Изменить стиль страницы

Он добавил, что отопительная система поезда в неисправности, и посоветовал пассажирам вернуться в купе и хорошенько укрыться.

— С такими темпами, как у них, неизвестно, сколько это еще продлится!

В голосе проводника сквозило презрение к южанам, внезапно застигнутым среднеевропейскими холодами, которых им так хотелось избежать.

Дрожа от холода, Жюльен заперся в купе и вытащил из чемодана теплые вещи. Приподнятого настроения как не бывало. Когда он двадцать лет тому назад был в Н. со своей женой (тогда он был женат), стояла весна, и Н. был вполне южным городом с разлитой в воздухе теплынью, так разительно отличающимся от Парижа с его холодным и печальным дождичком. Цвела мимоза, на террасы и в сады уже выставили большие керамические горшки с лимонными и апельсиновыми деревцами. И сейчас, пусть даже посреди зимы, попасть в заснеженный город вдруг показалось ему нелепым: что-то было не так, хуже того, ему стало очень не по себе.

Он натянул белый пуловер из толстой шерсти, куртку на меху, которую прихватил с собой «на всякий случай», обмотал шею шарфом. Вновь подсел к окну: прямо перед ним, точно вмещаясь в оконный проем, виднелась табличка, на которой белым по голубому было выведено название городка, где застрял поезд; падающий за окном снег потихоньку затушевывал надпись.

Жюльен вспомнил прогулку по В. Она пришлась как раз на день его рождения; было очень тепло. Они с женой приехали сюда в обеденный час и долго ходили по опустевшим улочкам: с начала весны жители В. прилежно соблюдали сиесту «по-итальянски». Собор и тот был закрыт, им пришлось дожидаться, пока на ажурной колокольне ратуши, что находится напротив собора, не пробило четыре. Потом Жюльен вволю налюбовался фреской XV века, репродукция которой давно была ему известна; на ней была изображена Саломея, пляшущая, а затем требующая у Ирода голову Иоанна Крестителя[14]. Оказавшись перед хорами, расписанными этой фреской, он испытал поразительное по силе чувственное ощущение.
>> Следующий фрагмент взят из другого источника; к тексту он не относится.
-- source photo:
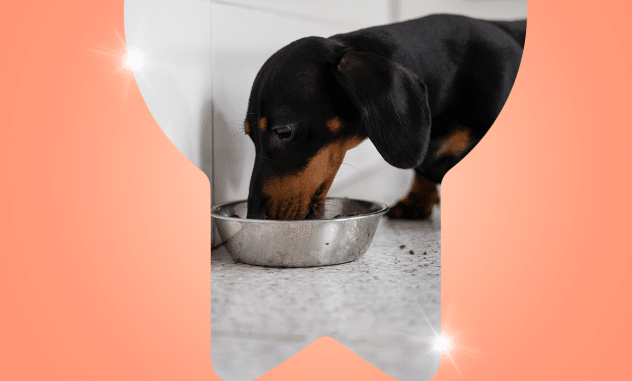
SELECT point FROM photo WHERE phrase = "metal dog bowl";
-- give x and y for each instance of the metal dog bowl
(303, 243)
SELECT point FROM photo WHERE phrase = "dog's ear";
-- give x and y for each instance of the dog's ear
(393, 106)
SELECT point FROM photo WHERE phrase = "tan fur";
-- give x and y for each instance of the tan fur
(289, 197)
(419, 203)
(263, 123)
(334, 124)
(456, 144)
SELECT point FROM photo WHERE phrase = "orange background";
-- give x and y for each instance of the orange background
(105, 226)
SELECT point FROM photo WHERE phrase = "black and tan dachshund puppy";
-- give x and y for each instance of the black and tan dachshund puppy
(423, 91)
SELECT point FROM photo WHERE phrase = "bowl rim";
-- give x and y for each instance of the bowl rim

Мерное покачивание бедер женщины-ребенка, черты ее лица — он знал, что художник-монах списал их с лица монашки, в которую был влюблен, — все, вплоть до ее рук, с любовной жадностью завладевающих чудовищным предметом, трогало его так, как мог бы тронуть разве что вид этой самой женщины-ребенка, если бы, гораздо менее одетой, она стала бы танцевать лишь для него.

С бьющимся сердцем покидал он мрачный собор, где одна Саломея была чуть освещена несколькими желтыми лампочками; площадь перед ним была раскалена — настолько та весна походила на лето. Жена держала его под руку, но он не мог выговорить ни слова, лишь ощущал необыкновенное возбуждение, благодаря свету и солнцу превратившееся в какое-то необычное ликование. Ему не было тогда и тридцати, и он подумал, что в такой жаре мог бы полюбить всех женщин мира, лишь бы они платили ему тем же.

Однако этим утром счастливое воспоминание никак не вязалось с большой вокзальной табличкой с почти незнакомым названием города белым по голубому вдоль заснеженного железнодорожного полотна; Жюльену стало еще холодней, и он закутался в одеяло.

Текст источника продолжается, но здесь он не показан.